41. And behold, all the men of Israel] This must be read in connexion with the preceding verse which introduces and explains it. The northern tribes had been foremost in proposing the restoration (2 Samuel 19:9-10), but owing no doubt to tribal jealousies, they had not been invited by the men of Judah to the gathering at Gilgal to welcome the king. Consequently only a fraction of them, probably those from the immediate neighbourhood and the trans-Jordanic country, were there. But while the king was still at Gilgal, the rest of the Israelite representatives arrived, and complained to David that they had been unwarrantably forestalled by Judah, and cheated of the honour and privilege of escorting him back. Cp. the instances of Ephraimite jealousy in Jdg 8:1; Jdg 12:1.

stolen thee away] Brought thee home without our knowledge. They justly censured the men of Judah for doing by themselves that which should have been the united act of the whole nation, and possibly suspected that David himself was not altogether blameless (2 Samuel 19:11-12).

And all the men of Judah answered the men of Israel, Because the king is near of kin to us: wherefore then be ye angry for this matter? have we eaten at all of the king's cost? or hath he given us any gift?
42. to us] Lit. to me: and so art thou angry: and in 2 Samuel 19:43 the pronouns are singular throughout; each party being as it were personified and regarded as a unit.

42. have we eaten at all of the king’s cost, &c.] They defend themselves by alleging the purity of their motives. Some see in the words a side-thrust at the Benjamites, who had enjoyed special privileges during Saul’s reign (1 Samuel 22:7).

And the men of Israel answered the men of Judah, and said, We have ten parts in the king, and we have also more right in David than ye: why then did ye despise us, that our advice should not be first had in bringing back our king? And the words of the men of Judah were fiercer than the words of the men of Israel.
43. ten parts] The northern tribes claimed a share of the king in proportion to their number. Ephraim and Manasseh are counted as one in the reckoning of Israel as ten tribes. Cp. 1 Kings 11:31; 1 Kings 11:35.

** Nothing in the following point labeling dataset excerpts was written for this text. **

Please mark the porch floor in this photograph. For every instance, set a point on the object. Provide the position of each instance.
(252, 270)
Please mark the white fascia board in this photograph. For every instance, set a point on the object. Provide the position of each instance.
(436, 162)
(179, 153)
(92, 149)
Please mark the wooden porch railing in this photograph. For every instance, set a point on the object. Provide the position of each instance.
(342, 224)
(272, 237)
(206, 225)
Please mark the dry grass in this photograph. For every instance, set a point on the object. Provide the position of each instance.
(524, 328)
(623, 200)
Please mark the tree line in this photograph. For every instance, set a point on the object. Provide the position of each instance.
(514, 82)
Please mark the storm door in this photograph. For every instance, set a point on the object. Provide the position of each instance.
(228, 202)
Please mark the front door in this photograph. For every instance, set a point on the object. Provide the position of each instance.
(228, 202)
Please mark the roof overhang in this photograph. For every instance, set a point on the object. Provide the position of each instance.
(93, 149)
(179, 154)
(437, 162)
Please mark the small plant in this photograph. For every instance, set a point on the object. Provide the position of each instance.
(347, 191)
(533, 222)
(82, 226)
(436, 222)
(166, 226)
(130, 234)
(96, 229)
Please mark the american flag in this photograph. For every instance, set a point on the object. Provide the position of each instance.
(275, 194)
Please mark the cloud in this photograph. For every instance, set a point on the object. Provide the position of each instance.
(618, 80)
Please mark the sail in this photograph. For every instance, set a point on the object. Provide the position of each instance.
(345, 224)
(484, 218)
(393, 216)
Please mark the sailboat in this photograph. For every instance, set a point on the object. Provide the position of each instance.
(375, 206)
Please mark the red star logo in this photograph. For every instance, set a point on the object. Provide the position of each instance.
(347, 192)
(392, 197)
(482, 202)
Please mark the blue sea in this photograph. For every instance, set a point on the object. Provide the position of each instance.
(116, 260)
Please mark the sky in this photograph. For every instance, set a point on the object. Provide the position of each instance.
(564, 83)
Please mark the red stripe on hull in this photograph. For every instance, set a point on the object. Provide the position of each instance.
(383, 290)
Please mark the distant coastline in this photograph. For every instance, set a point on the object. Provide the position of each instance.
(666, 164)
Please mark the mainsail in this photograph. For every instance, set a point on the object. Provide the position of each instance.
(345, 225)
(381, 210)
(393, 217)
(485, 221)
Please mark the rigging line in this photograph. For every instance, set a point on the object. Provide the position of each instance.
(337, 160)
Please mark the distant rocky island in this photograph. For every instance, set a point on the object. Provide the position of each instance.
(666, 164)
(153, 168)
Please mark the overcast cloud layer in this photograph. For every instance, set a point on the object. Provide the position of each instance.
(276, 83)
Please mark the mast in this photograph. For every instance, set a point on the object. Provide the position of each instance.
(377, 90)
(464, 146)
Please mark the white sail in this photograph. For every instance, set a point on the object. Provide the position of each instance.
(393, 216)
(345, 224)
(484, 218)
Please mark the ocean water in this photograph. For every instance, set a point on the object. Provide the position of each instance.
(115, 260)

and we have also more right in David than ye] And even in David we have more right than ye: lit. I … than thou. They claim a share of the king, as king, in proportion to their number, and maintain this to be their right even in the case of David, whom the men of Judah might assert to belong specially to them as being their kinsman. But the Sept. preserves (in addition to a rendering of the present Heb. text), a different and very remarkable reading, which is perhaps the true one: and I am the firstborn rather than thou. Reuben, the natural firstborn, forfeited his birthright, and it was transferred to Joseph, the eldest son of Jacob’s second wife. In virtue of the birthright Joseph inherited a double portion (Deuteronomy 21:17) by Jacob’s adoption of his two sons Ephraim and Manasseh. See 1 Chronicles 5:1-2; Genesis 48:22; Joshua 16:4. It was most natural for Ephraim, speaking on behalf of the northern tribes, “the house of Joseph” (2 Samuel 19:20), to assert such a claim at the present crisis.

why then, &c.] Better: why then hast thou despised me? was not my word the first for bringing back my king? a reference to the movement described in 2 Samuel 19:9-10.